I was born during the first postwar atomic bomb tests in 1946. As have many others, I’ve lived with the specter of the Bomb all my life, amidst all the contradictory responses: alarm, denial, distracted indifference, inconsolable terror and even apocalyptic glee, and perhaps most of all, helpless numb despair. We see such responses to climate change today.

But there are differences. A nuclear exchange threatens an immediate catastrophic change, from normal life to instant annihilation. Environmentally-caused extinction would likely come at the end of a long process that’s already begun, with increasingly obvious consequences along the way.

Some changes are here and more are coming, because of what has already been set in motion. This presents new challenges, and like the advent of the Bomb, it requires new ways of thinking.

Among the places NPR commentator and author Craig Childs visited for his book Apocalyptic Planet was a research station in Greenland, where climate expert Koni Steffans would brief government officials and others seeking the latest information on global climate change. "What he tells people who visit is not that the sky is falling but that we live in a world of falling skies,” Childs writes, “and it is best not only to know your options but to make moves ensuring the worst does not happen."

In a world of falling skies, humanity will necessarily confront the effects of climate change (droughts, heat, droughts, storms, rising sea levels, food and water shortages, health problems etc.) that will continue for decades because of past actions.

Yet it will also be necessary to simultaneously and relentlessly attack the causes of climate change (principally greenhouse gas pollution) in every way possible to prevent the worst from happening in the far future. Keeping that cause and effect relationship in mind in a worsening time may be difficult but essential. It is the work of generations.

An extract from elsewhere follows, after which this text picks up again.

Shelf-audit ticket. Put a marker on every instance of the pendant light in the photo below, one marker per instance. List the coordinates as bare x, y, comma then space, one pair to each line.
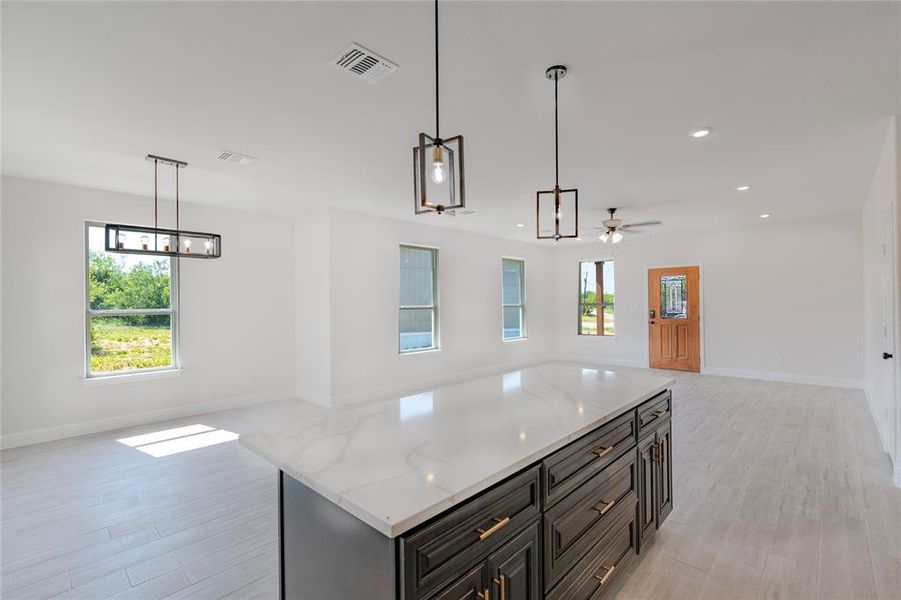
134, 239
555, 207
438, 163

Living under the nuclear sword influenced how several generations viewed life in the present, as well as their attitudes about the future. At our best, we learned to identify and cherish the soul of this moment, while finding meaning in working for a better future.

“People have to have hope,” a conservationist told science writer Elizabeth Kolbert for her book, The Sixth Extinction. “It’s what keeps us going.” In the end, as the nuclear age may have taught us, hope is not just a feeling or attitude. It’s a commitment. It isn’t principally what you have. It’s what you do.

For even though we may have lucked and blundered our way through the nuclear threat so far, there were also 70 years of soul-searching and debate, research and imaginative inquiry, political and institutional action and change brought to bear in order to thwart the demise of the world. That counted for something.

There were people who confronted the world made by those days in Hiroshima and Nagasaki not simply out of fear but with a sense of responsibility. If we’re the species that realizes it may be causing extinction, we must be the species that does its best to prevent it.